If we add the contribution of the survivor pension to your cousin’s state teachers retirement pension, then the pension income that your cousin will receive should be sufficient to cover reasonable living expenses, especially considering that…
This person has no debt and is mortgage free.
This will make things much easier.
They paid off their mortgage 8 years ago.
Even better.
And she has an investment portfolio worth just under $600K and an “emergency fund” of about $30,000 and 2 new paid for vehicles.
Financially speaking, your cousin and husband will be fine. Just based on the $600k alone, annual returns of only 4% above inflation (returns from retail estate and the stock market historically outperform this figure) would provide her with $24,000 annual income. Because this is above inflation, it ensures if she spends all this income annually, her future income from her investment portfolio will continue to increase in line with inflation forever. Hopefully, her “investment portfolio” is tax protected (IRA, 401k, etc). If not, her actual returns will be slightly less following taxes.
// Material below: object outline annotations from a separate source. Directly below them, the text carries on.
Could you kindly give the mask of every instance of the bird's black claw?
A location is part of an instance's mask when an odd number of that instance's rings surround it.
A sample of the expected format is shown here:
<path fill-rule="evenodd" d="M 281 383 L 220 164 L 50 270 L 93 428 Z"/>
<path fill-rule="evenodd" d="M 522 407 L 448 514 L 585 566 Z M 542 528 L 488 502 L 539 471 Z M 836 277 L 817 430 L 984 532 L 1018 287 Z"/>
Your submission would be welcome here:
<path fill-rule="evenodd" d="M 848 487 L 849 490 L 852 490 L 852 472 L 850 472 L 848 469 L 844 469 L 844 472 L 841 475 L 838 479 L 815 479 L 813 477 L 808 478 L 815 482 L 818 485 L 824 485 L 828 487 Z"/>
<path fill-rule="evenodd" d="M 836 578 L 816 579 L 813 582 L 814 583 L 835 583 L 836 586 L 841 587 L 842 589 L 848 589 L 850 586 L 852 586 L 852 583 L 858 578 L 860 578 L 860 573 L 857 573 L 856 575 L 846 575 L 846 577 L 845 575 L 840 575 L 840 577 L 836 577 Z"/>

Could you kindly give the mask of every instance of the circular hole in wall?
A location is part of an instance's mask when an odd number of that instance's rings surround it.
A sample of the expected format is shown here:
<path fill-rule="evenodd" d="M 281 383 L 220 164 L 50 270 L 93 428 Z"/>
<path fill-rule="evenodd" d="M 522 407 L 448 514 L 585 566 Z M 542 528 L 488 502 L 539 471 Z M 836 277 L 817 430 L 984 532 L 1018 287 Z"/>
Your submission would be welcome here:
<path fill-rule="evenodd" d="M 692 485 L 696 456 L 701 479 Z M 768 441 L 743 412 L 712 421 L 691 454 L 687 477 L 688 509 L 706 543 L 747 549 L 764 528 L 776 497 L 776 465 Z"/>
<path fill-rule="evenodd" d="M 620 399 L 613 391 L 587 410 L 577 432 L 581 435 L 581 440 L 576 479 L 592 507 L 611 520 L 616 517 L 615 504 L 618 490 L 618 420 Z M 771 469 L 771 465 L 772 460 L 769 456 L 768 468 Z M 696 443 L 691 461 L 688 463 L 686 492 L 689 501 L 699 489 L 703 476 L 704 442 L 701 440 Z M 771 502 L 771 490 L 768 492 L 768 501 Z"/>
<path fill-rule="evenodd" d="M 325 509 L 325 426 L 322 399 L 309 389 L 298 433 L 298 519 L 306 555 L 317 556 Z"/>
$24k is equal to $2k per month which, without any mortgage or other debt payments to make, should be a reasonable amount to live on. Also, remember that this is in addition to the aforementioned retirement pensions, so her actual “income” each year will be significantly higher than this.
Thanks for any opinion you might care to share with me.
Years of living within their means has put your cousin and her husband in a financially strong position. Because of this, their financial future isn’t something that they need to stress about too much in the coming months. Instead, they can concentrate completely on enjoying the time they have left together.
I would also recommend that they seek professional face-to-face advice from a financial planner regarding the details of estate planning, their $600k investment and the other issues raised in these questions.
I hope that advice helps and I wish you, your cousin and her husband all the best.
Do you have any additional advice for this reader?
Ray @ Squirrelers says
Sounds like a sensible plan. One question I have is: where they are located, is there any substantial pension obligation risk? There has been a major city here in the US that declared bankruptcy and the viability of expected pension payments has been a big question for many.